Idag, 21:e juni, arrangerade jag ett seminarium under rubriken “Nigeria: Exploring the Way Forward”, tillsammans med Christian Solidarity Worldwide and African Diaspora for Freedom of Religion.
Situationen för den kristna minoriteten i landet är mycket allvarlig. Kristna fördrivs och mördas av terrororganisationer som Boko Haram. Utvecklingen känns igen från Syrien och Irak, men är betydligt mindre omskriven. Även här måste världssamfundet nu agera.
Huvudsyftet med seminariet var att sprida en medvetenhet bland kollegor i Europaparlamentet och samla stöd för ett utökat Europeiskt engagemang i regionen.
Läs gärna mitt inledningsanförande nedan:
Speech by MEP Lars Adaktusson, Brussels, June 21, 2017 “Nigeria: Exploring the Way Forward”
Welcome to the European Parliament and to this important event, about the alarming situation in Nigeria.
We will during this seminar get a chance to listen to several distinguished speakers – and have an exchange of views on how to bring positive change to a country, desperately in need for stability and peace.
Since I am a member of the foreign relations committee, and preoccupied with issues related to religious freedom, I´ve tried to visit Nigeria myself.
Unfortunately, it has not been possible so far – responsible government authorities have not granted me a visa.
Not at least of that particular reason, I highly appreciate today´s seminar and the opportunity to learn more about the worrying situation.
Thanks to Christian Solidarity Worldwide and African Diaspora for Freedom of Religion – we are all able to meet here in Brussels, and show our support for the victims of the ongoing persecution.

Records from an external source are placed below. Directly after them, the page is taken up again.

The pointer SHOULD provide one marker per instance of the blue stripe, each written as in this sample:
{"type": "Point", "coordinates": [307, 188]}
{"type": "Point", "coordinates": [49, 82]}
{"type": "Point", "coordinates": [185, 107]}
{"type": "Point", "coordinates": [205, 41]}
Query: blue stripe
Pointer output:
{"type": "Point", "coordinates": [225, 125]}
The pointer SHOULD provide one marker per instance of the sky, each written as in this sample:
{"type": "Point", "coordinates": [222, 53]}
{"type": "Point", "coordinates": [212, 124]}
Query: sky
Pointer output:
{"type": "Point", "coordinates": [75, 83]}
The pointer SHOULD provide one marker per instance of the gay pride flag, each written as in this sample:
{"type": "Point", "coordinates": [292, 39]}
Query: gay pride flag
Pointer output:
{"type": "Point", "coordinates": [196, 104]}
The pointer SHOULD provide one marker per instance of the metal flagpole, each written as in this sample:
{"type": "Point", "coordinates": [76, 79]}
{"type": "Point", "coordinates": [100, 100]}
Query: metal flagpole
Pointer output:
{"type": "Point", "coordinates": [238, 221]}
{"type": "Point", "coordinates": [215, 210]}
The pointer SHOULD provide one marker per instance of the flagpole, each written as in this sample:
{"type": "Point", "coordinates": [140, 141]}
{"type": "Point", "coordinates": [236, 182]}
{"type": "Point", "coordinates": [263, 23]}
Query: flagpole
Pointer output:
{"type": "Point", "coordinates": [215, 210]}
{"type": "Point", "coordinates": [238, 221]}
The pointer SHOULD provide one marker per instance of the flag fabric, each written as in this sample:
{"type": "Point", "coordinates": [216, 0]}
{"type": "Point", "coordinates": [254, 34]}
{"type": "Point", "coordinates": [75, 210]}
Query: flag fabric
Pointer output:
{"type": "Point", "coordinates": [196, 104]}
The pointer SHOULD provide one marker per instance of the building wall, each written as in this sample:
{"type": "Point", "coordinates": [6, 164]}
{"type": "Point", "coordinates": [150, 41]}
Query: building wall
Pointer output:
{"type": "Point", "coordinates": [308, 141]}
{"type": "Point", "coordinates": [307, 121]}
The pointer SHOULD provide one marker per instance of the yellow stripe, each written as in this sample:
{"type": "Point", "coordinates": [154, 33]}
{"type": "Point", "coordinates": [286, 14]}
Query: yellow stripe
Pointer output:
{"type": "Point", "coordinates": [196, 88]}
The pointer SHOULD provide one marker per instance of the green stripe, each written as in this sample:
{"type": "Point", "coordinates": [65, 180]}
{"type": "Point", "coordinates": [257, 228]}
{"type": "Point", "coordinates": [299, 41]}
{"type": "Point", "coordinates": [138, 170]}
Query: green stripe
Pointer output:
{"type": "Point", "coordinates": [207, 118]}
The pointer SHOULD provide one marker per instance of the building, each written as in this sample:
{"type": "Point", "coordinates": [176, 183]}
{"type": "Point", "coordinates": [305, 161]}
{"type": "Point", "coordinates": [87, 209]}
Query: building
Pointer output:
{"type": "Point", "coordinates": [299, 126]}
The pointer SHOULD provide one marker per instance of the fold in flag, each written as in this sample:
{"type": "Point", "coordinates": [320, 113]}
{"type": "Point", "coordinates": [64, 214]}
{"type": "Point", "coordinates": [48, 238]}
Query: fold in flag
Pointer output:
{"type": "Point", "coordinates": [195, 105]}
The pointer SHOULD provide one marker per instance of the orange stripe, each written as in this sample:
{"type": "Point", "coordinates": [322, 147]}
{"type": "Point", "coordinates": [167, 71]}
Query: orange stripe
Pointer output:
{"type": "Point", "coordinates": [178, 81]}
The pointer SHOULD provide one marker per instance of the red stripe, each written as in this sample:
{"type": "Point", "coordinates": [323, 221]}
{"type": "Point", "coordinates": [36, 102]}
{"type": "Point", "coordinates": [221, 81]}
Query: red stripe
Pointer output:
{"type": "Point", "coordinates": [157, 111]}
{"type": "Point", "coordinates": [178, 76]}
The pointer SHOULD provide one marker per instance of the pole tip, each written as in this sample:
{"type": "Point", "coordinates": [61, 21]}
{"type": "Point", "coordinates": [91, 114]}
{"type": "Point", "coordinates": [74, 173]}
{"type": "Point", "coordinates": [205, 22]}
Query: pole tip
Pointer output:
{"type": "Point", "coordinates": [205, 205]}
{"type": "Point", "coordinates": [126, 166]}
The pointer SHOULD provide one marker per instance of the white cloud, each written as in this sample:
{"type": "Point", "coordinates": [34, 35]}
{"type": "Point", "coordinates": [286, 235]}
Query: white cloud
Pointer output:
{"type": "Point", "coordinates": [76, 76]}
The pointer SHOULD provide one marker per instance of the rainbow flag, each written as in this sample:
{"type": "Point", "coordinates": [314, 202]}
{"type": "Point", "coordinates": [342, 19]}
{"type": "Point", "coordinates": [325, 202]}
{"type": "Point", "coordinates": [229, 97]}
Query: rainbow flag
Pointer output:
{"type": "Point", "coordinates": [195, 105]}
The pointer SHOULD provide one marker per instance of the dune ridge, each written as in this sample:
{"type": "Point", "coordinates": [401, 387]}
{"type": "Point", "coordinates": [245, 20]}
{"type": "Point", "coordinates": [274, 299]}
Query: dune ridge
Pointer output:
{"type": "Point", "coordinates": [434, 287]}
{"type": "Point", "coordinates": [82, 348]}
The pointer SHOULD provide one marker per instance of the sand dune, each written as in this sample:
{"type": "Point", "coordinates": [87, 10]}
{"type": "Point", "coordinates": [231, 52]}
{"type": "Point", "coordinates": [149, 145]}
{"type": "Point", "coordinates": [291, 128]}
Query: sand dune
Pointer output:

As we all know, Christians today are the most persecuted religious group in the world.
ISIS is one of the most militant terrorist groups, with a clearly stated ambition to eliminate Christianity from the Middle East.
However, ISIS is not alone in its aim to spread terror and death among Christian believers.
In Nigeria, there are groups with the same ruthlessness, the same ideology, the same senseless agenda and the same ultimate goal to eradicate Christian minorities.
What we see has been described as the biggest threat to Nigeria since the civil war.
Boko Haram, a militant partner organization to ISIS, has since its formation tried to overthrow Nigeria’s secular government, and impose Sharia law.
Furthermore Boko Haram has tried to expel Christians from the north of the country, forcing them to convert to Islam, or die.
Civilians have been executed, young students have been forced to learn extreme interpretations of Islam – churches and non-Muslim villages have been destroyed.
Since 2011, Boko Haram is responsible for over 28 000 deaths, mainly Christians.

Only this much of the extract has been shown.